Bands and music ensembles that don't have a human drummer often opt for a drum machine. But now there's a third choice, a "cyborg" drummer -- half man, half machine.
Two years ago, Jason Barnes, an aspiring musician, was electrocuted while cleaning a restaurant vent hood. Doctors were forced to amputate his arm below the elbow. Barnes pressed on, continuing to play music. He was even able to rig himself up a rudimentary prosthetic and enroll at the Atlanta Institute of Music and Media in Georgia. Still, it was tough going.

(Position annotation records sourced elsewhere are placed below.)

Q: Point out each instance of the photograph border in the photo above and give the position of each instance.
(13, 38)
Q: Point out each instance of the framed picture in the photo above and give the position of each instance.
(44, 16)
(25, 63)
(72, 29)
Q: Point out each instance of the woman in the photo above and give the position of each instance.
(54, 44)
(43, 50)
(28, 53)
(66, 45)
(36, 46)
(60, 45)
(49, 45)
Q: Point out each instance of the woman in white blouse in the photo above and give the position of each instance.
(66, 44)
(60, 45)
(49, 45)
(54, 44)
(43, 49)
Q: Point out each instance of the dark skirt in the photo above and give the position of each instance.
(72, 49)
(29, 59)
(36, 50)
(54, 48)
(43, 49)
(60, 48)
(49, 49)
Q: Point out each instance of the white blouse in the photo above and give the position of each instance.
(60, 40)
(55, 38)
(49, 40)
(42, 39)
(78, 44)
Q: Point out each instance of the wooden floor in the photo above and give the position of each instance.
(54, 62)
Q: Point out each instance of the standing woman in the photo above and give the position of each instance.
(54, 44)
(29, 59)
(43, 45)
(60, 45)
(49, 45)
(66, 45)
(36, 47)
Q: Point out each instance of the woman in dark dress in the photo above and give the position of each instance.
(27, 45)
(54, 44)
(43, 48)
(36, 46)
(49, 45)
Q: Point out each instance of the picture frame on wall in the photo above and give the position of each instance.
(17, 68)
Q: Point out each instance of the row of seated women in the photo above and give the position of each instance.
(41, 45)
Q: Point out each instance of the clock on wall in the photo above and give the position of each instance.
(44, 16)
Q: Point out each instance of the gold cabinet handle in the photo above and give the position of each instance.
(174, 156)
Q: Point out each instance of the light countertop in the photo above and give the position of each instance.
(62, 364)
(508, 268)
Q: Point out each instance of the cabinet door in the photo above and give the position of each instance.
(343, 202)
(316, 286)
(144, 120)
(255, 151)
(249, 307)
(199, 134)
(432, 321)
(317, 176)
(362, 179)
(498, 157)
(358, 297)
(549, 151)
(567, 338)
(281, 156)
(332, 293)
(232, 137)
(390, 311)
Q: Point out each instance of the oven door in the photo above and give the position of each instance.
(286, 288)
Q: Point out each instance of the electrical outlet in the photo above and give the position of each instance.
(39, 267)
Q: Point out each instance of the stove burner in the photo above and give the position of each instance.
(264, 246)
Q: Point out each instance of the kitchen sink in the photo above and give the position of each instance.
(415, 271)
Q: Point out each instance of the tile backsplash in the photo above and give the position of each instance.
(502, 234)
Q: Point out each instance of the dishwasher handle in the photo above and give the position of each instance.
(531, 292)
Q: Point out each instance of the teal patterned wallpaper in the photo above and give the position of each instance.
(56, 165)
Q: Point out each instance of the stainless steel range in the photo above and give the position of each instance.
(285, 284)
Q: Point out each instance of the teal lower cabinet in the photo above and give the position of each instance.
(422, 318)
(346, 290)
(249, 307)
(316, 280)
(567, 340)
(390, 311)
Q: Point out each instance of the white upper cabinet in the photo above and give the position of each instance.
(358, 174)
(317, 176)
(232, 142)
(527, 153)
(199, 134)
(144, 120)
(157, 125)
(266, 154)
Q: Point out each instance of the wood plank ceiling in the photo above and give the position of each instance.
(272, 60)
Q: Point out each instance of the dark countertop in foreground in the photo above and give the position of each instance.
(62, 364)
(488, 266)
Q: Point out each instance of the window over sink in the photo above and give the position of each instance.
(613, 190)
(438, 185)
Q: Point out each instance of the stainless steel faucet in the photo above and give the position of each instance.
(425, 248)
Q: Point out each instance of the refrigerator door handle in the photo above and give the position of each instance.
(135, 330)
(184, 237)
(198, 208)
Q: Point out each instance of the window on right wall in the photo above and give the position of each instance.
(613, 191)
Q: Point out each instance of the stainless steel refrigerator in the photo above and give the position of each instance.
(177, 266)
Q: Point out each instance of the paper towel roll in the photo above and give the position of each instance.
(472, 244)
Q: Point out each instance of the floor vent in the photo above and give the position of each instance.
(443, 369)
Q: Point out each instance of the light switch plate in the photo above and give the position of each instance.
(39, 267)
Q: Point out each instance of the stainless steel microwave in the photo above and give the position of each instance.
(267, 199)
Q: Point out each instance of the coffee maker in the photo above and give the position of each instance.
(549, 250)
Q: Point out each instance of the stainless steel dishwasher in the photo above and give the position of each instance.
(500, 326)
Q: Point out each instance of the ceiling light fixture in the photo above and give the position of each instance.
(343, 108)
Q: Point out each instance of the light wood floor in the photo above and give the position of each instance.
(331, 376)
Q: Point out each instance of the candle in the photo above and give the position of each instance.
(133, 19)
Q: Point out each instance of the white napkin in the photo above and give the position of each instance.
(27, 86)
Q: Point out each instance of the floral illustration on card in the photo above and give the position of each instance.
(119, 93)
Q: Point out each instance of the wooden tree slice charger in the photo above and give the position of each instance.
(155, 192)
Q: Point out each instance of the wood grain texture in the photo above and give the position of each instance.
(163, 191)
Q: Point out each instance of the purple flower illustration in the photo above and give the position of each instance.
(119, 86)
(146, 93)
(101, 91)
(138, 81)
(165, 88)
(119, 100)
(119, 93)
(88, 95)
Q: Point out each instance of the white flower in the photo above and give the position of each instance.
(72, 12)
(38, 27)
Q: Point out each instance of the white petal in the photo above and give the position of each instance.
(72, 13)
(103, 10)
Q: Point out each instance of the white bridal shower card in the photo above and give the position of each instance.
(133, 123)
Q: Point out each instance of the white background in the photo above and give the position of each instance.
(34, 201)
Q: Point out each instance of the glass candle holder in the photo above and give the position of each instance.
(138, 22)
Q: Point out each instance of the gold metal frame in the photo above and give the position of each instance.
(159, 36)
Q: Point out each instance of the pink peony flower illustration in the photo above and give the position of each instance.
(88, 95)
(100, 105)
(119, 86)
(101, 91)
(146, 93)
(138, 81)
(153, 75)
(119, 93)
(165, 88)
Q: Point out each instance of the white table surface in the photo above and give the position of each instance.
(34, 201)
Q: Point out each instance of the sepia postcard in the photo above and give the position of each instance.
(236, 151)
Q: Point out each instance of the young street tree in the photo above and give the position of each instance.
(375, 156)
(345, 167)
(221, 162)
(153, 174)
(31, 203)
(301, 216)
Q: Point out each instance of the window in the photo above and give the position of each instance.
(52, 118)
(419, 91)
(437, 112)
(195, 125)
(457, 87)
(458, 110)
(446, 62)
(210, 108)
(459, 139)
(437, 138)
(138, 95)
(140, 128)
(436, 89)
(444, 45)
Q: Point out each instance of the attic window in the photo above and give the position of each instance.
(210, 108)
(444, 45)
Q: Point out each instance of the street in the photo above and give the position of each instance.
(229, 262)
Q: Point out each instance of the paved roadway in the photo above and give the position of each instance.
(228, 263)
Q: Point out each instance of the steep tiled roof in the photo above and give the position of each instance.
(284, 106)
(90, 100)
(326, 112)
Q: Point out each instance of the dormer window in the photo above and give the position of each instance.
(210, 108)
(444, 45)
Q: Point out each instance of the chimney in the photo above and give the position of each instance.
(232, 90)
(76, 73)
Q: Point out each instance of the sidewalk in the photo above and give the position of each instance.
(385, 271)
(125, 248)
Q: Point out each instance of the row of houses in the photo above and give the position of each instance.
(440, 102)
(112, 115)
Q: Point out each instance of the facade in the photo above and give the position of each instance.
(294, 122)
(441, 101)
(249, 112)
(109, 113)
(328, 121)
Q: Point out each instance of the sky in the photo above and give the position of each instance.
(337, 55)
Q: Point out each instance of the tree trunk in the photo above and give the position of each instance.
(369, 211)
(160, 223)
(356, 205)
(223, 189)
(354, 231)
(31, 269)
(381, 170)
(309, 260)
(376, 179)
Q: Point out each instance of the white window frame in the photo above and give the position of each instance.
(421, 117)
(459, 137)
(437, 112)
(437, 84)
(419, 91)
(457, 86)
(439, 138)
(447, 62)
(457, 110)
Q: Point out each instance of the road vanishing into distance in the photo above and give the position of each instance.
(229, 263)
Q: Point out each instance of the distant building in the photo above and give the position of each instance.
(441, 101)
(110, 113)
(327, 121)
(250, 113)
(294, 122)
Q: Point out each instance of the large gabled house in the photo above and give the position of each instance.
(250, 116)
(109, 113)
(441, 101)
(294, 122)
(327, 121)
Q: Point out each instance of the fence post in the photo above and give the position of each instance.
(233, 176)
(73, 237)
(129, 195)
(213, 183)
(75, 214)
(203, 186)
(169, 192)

But now, thanking to technical prowess of Professor Gil Weinberg, founding director of Georgia Tech's Center for Music Technology, Barnes is back to his original rhythmical self.
Barnes' new drumming prosthesis features motors that power two drumsticks. The first stick is controlled by Barnes, both physically and electronically using electromyography (EMG) sensors that pick up on nerve signals in Barnes' bicep.
“Now I can flex and send signals to a computer that tightens or loosens the stick and controls the rebound,” said Barnes.
The second stick is programmed to improvise rhythm based on the music it hears being played.
“The second drumstick has a mind of its own,” explained Weinberg. “The drummer essentially becomes a cyborg. It’s interesting to see him playing and improvising with part of his arm that he doesn’t totally control.”
Barnes says his new found abilities on the drum kit go beyond what an all-human musician could hope to do. “I’ll bet a lot of metal drummers might be jealous of what I can do now,” he said. “Speed is good. Faster is always better.”
Barnes originally got hooked up with Weinberg through his drum instructor Eric Sanders. Sanders will join Barnes and his prosthetic device on stage at the Atlanta Science Festival on March 22. The two will be joined be several programmed musical robots, designed by Weinberg to improvise with live musicians.
Weinberg plans to keep expanding on the technology using a National Science Foundation grant. He thinks the improvisational algorithm could even be tweaked to help fully able professionals, like astronauts or surgeons, perform highly complex and precise physical tasks.